Et pourtant, nous sommes bel et bien dans un film d'horreur. Un de ces trop rares films où le réalisateur fait un vrai travail de cinéaste : il plante une ambiance, il prend son temps, il fabrique des images et utilise le rythme. Visuellement, c'est juste superbe : impossible d'ignorer l'influence des grands peintres flamands. Mais ce souci de l'esthétique n'empêche pas les images de donner une ambiance. Il suffit d'une balade en forêt derrière le pauvre Caleb, seul avec son fusil, pour comprendre que les choix de mise en scène donnent leurs fruits.
La musique y est aussi pour beaucoup. Une musique sans mélodie, stridente, malsaine. Avec intelligence, Robert Eggers choisit donc d'employer tous les moyens que lui offrent la narration cinématographique pour faire son film.
Et sur le plan de l'horreur, le résultat est remarquable. Une angoisse qui s'implante très vite, s'insinue dans chaque plan, dans les ombres des intérieurs éclairés à la bougie, dans cette lisière de la forêt qui laisse supposer tant de choses cachées, dans cette famille qui est décimée progressivement.

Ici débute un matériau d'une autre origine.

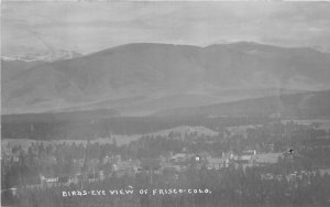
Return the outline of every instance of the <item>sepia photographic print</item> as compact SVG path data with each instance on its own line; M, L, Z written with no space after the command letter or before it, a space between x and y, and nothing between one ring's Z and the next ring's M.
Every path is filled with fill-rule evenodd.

Il y a donc l'horreur, et il y a tout le reste.
Cette réflexion sur la religion et le Mal, par exemple. De la famille rejetée par la communauté jusqu'à la fille rejetée par la famille, la religion apparaît d'abord comme une force qui sépare, qui dissocie. Et c'est ce qu'elle fera tout au long du film : exclure, expulser. Pour se renfermer un peu plus sur soi.
Mais avec la religion, c'est toute la question du Mal qui est posée ici. Certes, la religion fait obligatoirement la distinction entre Bien et Mal, mais elle affirme aussi que « nous sommes tous les enfants du péchés ». Du coup, qui est innocent ? Si même le bébé Samuel, disparu (enlevé ? tué ?) aux premières minutes du film, est voué aux flammes de l'enfer, alors personne ne peut donc être sauvé. Le Mal n'a donc plus une existence extérieure, il est en nous, en chaque personne. Et c'est ce que semble confirmer la succession de confessions que se font les membres de la famille : l'un a volé et revendu un vase en argent, une autre ne sent plus la présence du Christ, certains parlent aux animaux, etc.
Et si le Mal est partout, en nous et autour de nous (ce qui est confirmé par l'emploi de symboles religieux évoquant le Malin : la pomme, le bouc noir...), c'est donc que cette terre est l'enfer... Un enfer gris, froid, morne, terre déchue où l'homme est condamné à vivre avec le Mal en lui. Et condamné à mourir tué par ce qu'il a produit : le père écrasé par ces rondins de bois qu'il a passé tout le film à couper, la mère tuée par... (je ne vais pas le dire).
Car ce Mal, dont l'existence est si pratique pour expliquer ce que l'on ne comprend pas et pour excuser nos propres fautes en en faisant retomber la responsabilité sur Satan, non seulement nous l'engendrons nous-mêmes, mais nous le transmettons également. C'est cette insistance donnée à une religion rigoriste et froide qui a façonné ces enfants. Une religion qui dénie et dénigre toute vie, une religion qui, par son extrémisme, ne cherche et n'enfante que la mort. Et c'est là aussi un des sujets du films, celui de l'enfantement, de l'éducation donnée.
Après tout, c'est celle qui, dans toute une moitié du film, a été désignée comme une sorcière qui en devient une...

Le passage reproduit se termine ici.